- General Secretary: Nirmal Sen
- Founded: 1969
- Ideology: Marxism-Leninism Communism
- Political position: Far-left

= Sramik Krishak Samajbadi Dal =

Political party in Bangladesh

Sramik Krishak Samajbadi Dal (Workers Peasants Socialist Party) is a Marxist-Leninist political party in Bangladesh. The SKSD was formed in 1969 by sympathizers of the Revolutionary Socialist Party of India in East Pakistan.

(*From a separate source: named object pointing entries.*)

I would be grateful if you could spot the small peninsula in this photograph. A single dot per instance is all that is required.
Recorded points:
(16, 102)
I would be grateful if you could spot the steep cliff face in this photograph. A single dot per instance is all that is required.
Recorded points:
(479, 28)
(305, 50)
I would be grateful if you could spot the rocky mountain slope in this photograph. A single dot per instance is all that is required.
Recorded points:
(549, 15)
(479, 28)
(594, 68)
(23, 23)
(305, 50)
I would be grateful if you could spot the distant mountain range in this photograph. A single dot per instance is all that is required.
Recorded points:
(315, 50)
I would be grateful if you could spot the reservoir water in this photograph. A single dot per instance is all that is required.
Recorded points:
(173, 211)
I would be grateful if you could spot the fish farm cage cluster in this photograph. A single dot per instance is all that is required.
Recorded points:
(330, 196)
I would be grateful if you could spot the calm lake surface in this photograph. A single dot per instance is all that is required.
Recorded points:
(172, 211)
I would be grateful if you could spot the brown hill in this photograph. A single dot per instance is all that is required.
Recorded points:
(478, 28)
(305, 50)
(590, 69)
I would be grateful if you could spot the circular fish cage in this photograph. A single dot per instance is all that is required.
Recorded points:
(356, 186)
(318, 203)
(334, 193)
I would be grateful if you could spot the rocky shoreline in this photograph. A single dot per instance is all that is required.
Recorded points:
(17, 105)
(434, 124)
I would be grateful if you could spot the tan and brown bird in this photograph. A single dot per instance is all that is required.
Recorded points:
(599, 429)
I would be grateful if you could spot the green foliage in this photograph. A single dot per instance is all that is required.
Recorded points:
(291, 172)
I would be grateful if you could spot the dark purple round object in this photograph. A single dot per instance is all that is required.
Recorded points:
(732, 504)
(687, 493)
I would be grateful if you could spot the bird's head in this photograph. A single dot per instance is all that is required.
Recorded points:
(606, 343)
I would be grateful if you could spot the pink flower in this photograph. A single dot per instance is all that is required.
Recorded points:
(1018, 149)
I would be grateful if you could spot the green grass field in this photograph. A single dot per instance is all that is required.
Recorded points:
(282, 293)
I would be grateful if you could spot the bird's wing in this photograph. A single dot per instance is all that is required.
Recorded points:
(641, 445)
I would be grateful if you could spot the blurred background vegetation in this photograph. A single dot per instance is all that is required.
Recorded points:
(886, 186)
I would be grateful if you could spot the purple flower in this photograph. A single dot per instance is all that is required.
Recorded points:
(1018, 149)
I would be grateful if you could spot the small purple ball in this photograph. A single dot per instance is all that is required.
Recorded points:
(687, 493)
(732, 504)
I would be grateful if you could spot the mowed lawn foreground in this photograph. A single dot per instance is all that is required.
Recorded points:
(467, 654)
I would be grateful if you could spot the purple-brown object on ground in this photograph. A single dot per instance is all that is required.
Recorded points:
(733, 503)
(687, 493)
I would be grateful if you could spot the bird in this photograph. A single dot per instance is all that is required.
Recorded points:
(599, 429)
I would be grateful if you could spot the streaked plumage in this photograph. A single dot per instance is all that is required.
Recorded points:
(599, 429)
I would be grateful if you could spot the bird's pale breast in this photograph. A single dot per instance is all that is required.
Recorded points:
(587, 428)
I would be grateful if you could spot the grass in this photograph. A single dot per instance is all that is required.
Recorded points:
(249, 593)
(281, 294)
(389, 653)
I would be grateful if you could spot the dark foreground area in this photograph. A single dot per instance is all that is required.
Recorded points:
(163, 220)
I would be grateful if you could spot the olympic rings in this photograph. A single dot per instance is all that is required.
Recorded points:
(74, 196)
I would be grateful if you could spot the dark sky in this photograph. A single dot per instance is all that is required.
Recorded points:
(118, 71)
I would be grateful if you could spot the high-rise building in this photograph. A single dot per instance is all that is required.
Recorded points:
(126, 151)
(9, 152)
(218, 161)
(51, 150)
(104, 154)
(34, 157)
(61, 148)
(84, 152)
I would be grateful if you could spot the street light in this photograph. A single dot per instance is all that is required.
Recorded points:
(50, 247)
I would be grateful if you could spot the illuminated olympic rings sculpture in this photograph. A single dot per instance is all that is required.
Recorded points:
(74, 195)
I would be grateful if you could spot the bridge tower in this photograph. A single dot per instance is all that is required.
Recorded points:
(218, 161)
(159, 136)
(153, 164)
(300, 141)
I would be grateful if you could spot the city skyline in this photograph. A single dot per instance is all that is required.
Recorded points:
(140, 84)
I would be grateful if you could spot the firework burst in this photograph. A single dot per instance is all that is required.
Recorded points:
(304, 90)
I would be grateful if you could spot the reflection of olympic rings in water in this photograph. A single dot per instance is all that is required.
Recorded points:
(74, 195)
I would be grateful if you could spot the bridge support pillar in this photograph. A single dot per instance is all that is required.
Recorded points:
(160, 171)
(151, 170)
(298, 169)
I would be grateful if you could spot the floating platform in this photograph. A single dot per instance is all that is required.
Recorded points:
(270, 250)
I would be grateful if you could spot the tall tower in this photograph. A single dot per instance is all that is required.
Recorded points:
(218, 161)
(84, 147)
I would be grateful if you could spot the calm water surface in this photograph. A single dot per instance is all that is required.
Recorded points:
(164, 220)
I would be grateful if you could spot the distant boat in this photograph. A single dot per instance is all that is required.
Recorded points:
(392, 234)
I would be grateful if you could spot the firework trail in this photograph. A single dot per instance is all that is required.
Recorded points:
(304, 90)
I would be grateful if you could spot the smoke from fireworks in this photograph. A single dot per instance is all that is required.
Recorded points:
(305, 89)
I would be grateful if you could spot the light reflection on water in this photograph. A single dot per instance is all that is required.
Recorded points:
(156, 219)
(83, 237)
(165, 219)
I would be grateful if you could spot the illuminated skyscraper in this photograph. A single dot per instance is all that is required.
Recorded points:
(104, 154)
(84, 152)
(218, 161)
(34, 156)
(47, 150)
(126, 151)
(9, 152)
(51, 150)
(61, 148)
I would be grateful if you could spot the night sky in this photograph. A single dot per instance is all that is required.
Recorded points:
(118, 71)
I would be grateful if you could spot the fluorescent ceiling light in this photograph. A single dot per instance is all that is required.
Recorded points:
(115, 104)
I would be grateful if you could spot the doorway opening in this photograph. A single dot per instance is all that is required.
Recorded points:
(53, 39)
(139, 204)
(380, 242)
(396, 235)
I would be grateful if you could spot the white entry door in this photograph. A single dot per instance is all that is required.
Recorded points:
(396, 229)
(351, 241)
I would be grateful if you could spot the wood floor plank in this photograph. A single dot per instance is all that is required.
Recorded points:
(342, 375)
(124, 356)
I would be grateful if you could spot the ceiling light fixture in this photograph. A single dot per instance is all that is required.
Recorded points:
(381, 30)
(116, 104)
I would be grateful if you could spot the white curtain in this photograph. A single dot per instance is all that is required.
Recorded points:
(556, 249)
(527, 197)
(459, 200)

In April 1983, the SKSD joined the 15-party alliance, which included the Awami League, to oppose the Ershad regime. When the alliance split over the question of whether to participate in the 1986 general election, the SKSD remained allied with four other left-leaning parties that pledged to boycott any elections held under Ershad. In 1994, the SKSD joined eight other left-wing parties to form the Left Democratic Front, which formed the core of the 11-party alliance in 1996. The alliance contested the June 1996 and 2001 general elections, but failed to win any seat. In the 2001 parliamentary elections, Nirmal Sen was the sole SKSD candidate. The 11-party alliance disintegrated in 2005.

The general secretary of the party is Nirmal Sen. The party publishes Samajbadi (The Socialist).

SKSD is currently (2005) the coordinator of LDF. The student wing of SKSD is the Samajbadi Chhatra Jote and the agricultural labour wing is the Khet Majdur Sabha.